Jumat, 22 November 2024

Masyarakat Sipil Sebut Food Estate Tak Pro Petani dan Masyarakat Adat

- Jumat, 05 Februari 2021 07:59 WIB
Masyarakat Sipil Sebut Food Estate Tak Pro Petani dan Masyarakat Adat

digtara.com – Presiden Indonesia Joko Widodo tahun lalu telah menjelaskan lahan yang akan digunakan untuk Food Estate di Sumatera Utara seluas 30.000 Ha. Namun, Food Estate rupanya menuai penolakan dan kritik dari sejumlah lembaga masyarakat sipil yang selama ini konsen untuk memperjuangkan hak masyarakat adat di Sumut.

Baca Juga:

“Misalnya Food Estate yang ada di Humbahas itu seperti kebijakan yang tiba-tiba ada. Terkhususnya untuk masyarakat di desa Pandumaan Sipituhuta,” ungkap Direktur Perhimpunan Bantuan Hukum dan Advokasi Rakyat Sumut (Bakumsu) Tongam Panggabean kepada digtara.com di Kaldera Coffee, Kamis (5/2/2021).

Lokasi Food Estate terletak di 4 Kabupaten, yakni Tapanuli Utara, Kabupaten Tapanuli Tengah, Kabupaten Humbang Hasundutan, dan Kabupaten Pakpak Bharat.
Direncanakan, di atas tanah tersebut akan ditanami dengan bawang merah, bawang putih, serta tanaman lainnya. Food Estate ini digadang – gadang untuk membangun kawasan hortikultura terpadu yang berdaya saing, ramah lingkungan, dan modern.

Dikatakannya, kesan tiba-tiba ini harus menjadi fokus perhatian karena ada beberapa konflik yang belum terselesaikan di kawasan tersebut.

“Termasuk konflik di kawasan hutan serta konflik masyarakat adat yang mengklaim tanah adat turun temurun di sekitar areal tersebut,” katanya.

“Kalau kita ikuti misalnya desa Pandumaan yang baru-baru ini mendapatkan sertifikat hak atas hutan 512 Ha sejak 2016 dan realisasinya sejak Desember 2020 masih bermasalah,” tambahnya.

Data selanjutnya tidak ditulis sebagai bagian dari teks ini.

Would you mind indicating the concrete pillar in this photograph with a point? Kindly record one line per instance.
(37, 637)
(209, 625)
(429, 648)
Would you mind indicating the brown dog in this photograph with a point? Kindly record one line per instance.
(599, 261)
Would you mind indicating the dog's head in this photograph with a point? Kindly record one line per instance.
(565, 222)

Persoalan konflik belum usai, pemerintah pusat justru memberikan sebagian kawasan hutan dari masyarakat adat Pandumaan menjadi areal Food Estate.

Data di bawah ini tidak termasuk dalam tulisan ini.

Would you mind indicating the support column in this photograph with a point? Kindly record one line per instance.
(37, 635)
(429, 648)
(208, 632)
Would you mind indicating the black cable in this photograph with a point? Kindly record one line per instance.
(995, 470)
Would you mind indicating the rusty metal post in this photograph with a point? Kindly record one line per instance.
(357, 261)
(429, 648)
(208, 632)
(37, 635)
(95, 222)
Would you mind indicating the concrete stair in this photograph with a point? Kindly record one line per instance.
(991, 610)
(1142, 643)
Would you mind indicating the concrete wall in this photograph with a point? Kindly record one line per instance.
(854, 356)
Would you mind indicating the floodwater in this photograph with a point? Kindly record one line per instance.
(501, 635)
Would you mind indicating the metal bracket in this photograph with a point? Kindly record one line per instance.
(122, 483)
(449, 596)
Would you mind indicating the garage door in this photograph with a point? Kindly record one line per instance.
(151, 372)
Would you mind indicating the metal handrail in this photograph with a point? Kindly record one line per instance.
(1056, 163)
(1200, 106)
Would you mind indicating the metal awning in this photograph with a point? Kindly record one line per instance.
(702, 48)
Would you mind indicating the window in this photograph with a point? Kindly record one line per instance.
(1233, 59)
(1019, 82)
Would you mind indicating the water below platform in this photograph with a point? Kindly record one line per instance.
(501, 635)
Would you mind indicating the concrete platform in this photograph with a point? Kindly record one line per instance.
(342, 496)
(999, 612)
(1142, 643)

“Nah ini yang menjadi persoalan. Ya kita ingin seharusnya itu ada dalam tahap inventarisasi masalah dulu,” katanya.

Sementara itu, Koordinator Konsorsium Pembaharuan Agraria (KPA) Sumut, Hawari Hasibuan mengaku kecewa karena kebijakan tersebut. Karena dianggapnya kontradiktif dengan RPJM pemerintah terkait reforma agraria dan konsep Perhutanan Sosial.

“Terutama soal reforma agraria, karena seharusnya negara lebih meminimalisir ketidakadilan agraria yang terjadi. Sekarang, justru menyerahkannya (melalui Food Estate) kepada perusahaan besar yang sebelumnya sudah menguasai ribuan Ha lahan di Indonesia,” bebernya.

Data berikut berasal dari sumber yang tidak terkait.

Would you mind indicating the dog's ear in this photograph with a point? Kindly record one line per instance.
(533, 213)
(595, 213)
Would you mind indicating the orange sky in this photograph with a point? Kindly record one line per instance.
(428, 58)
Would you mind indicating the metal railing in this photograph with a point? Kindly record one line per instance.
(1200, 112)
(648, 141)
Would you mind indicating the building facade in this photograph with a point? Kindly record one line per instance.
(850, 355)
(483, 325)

Berdasarkan data yang dihimpun oleh KPA, setidaknya terdapat tujuh korporasi yang akan ambil andil dalam pengelolaan Food Estate. Terkhusunya, di Kabupaten Humbahas, yaitu PT Indofood, PT Calbe Wings, PT Champ, PT Semangat Tani Maju Bersama, PT Agra Garlica, PT Agri Indo Sejahtera, dan terakhir PT Karya Tani Semesta telah siap berinvestasi.

Ditegaskannya, jika alokasi Food Estate 60.000 (total untuk Kalimantan Tengah dan Sumut) dibagi rata kepada petani. Maka dapat mengangkat kehidupan 120.000 petani dari garis kemiskinan.

“Makanya menurut kami pemerintah tidak percaya kepada masyarakatnya yang memang dari dulu petani. Harusnya tanah itu bisa dimanfaatkan bisa untuk produktivitas bertani,” pungkasnya.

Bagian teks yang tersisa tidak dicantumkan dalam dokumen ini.